Estamos hablando de alcanzar unos salarios al menos de “mileuristas”, con otras mejoras sociales que generen expectativas para una carrera laboral, algo fundamental en empleos de largo recorrido para ir motivado a trabajar todos los días. No ocurre en ningún país capitalista con sentido social que no se le reconozca al asalariado un plus en su tarea para promocionar dentro de la empresa.
Pero decía que este conflicto no es un hecho aislado, pues se suma a las declaraciones del presidente de la CEOE clamando contra la posible subida del salario mínimo a mil euros el año próximo (firmado por ellos), como si estuvieran atacando con misiles la sede de la patronal. No podemos olvidar tampoco que está sin firmar el convenio de la hostelería, un sector precarizado con mucha mano de obra migrante, donde las jornadas no se miden por horas, sino por la presencia permanente del personal mañana y tarde.

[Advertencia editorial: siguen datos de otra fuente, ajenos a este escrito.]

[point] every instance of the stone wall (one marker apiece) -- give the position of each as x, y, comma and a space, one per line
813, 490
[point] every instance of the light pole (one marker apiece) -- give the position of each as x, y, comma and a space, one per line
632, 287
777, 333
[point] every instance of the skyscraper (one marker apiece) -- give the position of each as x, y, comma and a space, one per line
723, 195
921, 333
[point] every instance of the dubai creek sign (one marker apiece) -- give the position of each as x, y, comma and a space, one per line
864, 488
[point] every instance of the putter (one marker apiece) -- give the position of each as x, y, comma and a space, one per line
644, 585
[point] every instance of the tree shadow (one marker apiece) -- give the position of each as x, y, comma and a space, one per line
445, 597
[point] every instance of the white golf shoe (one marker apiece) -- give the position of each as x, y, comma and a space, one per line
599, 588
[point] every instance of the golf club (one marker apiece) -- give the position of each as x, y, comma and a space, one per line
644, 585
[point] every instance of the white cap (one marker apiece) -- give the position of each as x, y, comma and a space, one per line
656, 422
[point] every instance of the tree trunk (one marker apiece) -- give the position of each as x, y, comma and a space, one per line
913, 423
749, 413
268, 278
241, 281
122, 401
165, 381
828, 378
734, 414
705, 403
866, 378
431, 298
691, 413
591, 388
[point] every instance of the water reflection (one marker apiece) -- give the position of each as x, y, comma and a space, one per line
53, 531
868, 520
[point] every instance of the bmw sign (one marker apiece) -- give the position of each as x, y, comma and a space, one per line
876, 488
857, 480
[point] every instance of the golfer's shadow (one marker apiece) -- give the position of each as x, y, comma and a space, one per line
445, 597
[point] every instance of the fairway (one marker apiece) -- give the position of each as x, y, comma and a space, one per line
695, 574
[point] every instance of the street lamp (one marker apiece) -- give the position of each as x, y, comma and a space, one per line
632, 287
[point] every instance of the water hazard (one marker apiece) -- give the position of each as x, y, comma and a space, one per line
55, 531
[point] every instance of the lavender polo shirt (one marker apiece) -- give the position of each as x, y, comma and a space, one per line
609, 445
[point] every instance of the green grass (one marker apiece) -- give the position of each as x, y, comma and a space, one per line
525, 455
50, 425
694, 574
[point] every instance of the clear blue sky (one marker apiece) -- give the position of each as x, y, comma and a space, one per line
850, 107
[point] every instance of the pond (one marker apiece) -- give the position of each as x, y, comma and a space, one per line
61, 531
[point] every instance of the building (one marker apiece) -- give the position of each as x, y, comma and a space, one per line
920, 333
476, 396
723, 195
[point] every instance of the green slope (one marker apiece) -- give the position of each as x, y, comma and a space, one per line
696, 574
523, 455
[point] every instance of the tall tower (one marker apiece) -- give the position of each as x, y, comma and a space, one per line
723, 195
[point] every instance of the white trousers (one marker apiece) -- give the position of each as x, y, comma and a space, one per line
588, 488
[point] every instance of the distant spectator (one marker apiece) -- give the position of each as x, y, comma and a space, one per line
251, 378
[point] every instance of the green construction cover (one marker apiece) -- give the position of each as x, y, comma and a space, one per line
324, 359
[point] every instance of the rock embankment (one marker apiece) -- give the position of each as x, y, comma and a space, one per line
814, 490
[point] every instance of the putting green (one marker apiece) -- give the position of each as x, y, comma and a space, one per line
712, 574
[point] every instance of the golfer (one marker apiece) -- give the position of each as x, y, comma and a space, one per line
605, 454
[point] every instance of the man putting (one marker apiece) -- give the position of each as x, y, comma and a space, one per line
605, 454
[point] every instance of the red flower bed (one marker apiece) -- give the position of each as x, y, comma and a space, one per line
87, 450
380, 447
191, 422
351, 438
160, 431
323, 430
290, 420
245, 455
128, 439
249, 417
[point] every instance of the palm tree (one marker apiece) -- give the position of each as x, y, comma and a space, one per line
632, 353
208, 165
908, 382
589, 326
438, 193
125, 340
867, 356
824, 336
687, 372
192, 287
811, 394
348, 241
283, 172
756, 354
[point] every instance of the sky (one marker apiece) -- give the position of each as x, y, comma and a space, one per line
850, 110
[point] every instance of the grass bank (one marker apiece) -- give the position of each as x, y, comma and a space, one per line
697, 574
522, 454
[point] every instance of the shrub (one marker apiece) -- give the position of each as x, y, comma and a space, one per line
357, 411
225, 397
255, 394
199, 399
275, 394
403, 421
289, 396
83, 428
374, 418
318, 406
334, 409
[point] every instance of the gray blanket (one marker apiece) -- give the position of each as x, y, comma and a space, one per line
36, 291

La prueba de los abusos en la contratación está en la reacción que ha provocado la implantación del registro horario, con todas las pegas del mundo para su aplicación, cuando es algo totalmente normal en la industria desde hace años. Sin embargo, a pesar de la falta de controles por no existir inspectores, algún efecto positivo ha provocado.
Pero es que cuando las estadísticas dicen claramente que los jóvenes han sido la población asalariada que más ha perdido económicamente con la crisis, añadido a la falta de estabilidad en el empleo, ¿qué tipo de sociedad estamos creando sin derechos actuales ni pensiones futuras? ¿No se dan cuenta estos empresarios de pingües beneficios de que, si no se genera empleo de calidad con remuneraciones justas, no hay consumidores capaces? Cuando desaparezcan las generaciones de pensionistas actuales fruto del boom industrial, ¿quiénes van a comprar, comer, beber... los robots?
Un poco de sensatez y responsabilidad, que luego se nos llena la boca de palabras sobre la Constitución.